Last month we acknowledged that the normally “lighter” monthly read was an exception due to the emailing of our fully transparent performance reporting. That was not “lighter” and this month marks the 10 year anniversary of the 2008 financial crisis. Now that doesn’t sound like a “lighter” topic either, does it? Don’t worry, we have a happy ending.
On September 15, 2008, Lehman Brothers collapsed and filed for bankruptcy. Few professionals saw it coming and fewer fully understood the ramifications and the collateral damage that would occur from that single Lehman event. What really caused the recession that rivalled only the Great Depression in its magnitude?
Subprime mortgage loans, derivatives, too much leverage, credit default swaps, a bursting housing bubble or the accounting regulation FAS 157 on November 15, 2017. The requirement of banks to use mark-to-market accounting to account for mortgage backed securities, which made these securities worthless overnight. Balance sheets were shattered and the credit markets froze overnight. According to a Wall Street Journal article, former Fed Chair Ben Burnanke, released a new research paper stating that it was this credit-market panic and the runs on credit markets, not the housing bust, that better explains the crisis.
So who is to blame? Regulators, politicians looking for votes, greedy Wall Street Bankers, greedy Mortgage originators, greedy individuals flipping houses like stock day trading portfolio’s. They all had their hands in the cookie jar. And here we are, 10 years later, after trillions of dollars of bail outs, on a 10 year-long economic expansion and a bull market that continues as I write this article.
However, there were a few professionals who called the housing bubble. Gary Shilling, the president of consultancy A. Gary Shilling & Co. was quoted as saying in January of 2004 “Subprime loans are probably the greatest financial problem facing the nation in the years ahead.” In June of 2006 he said “The speculative housing bubble’s break will cause widespread pain…and be much worse economically than the 2000-2002 bear market.”
Here is what Shilling has to say about today’s environment, “The ultimate thing that brings down financial markets is excess leverage….So, you look where’s the big leverage, and right now I think it’s in emerging markets”. Shilling is particularly worried about the 8 trillion in dollar-denominated emerging market corporate and sovereign debt, especially as the U.S. dollar rises along with interest rates”. “The problem is as the dollar increases, it gets tougher and tougher for them to service (that debt) because it takes more and more of their local currency to do so.” According to Bloomberg, of that 8 trillion, $249 billion must be repaid or refinanced through next year.

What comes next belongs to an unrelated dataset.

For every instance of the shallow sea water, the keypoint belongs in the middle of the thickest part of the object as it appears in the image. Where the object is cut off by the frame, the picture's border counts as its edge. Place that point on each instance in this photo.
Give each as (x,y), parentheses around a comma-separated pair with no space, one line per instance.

It appears that American households have learned their lesson. According to the Federal Reserve Bank of St. Luis, American debt service payments as a percent of disposable income was too high at almost 14% pre-2008. Today, that number is just a little over 10%. While households and banks have cut back on leverage, corporations and the U.S. Government have gone the other direction according to Axios. Why is this a happy ending? Because we realize where the debt is in this world and we are watching it on a weekly basis through multiple research resources. When we do experience the next recession, I have confidence that the U.S. economy will bounce back as will the stock market. We Americans will live through it and we will be stronger, smarter, more efficient and better off in the long run. We will not hold through that market pullback, we will adjust accordingly. Markets change and so will we.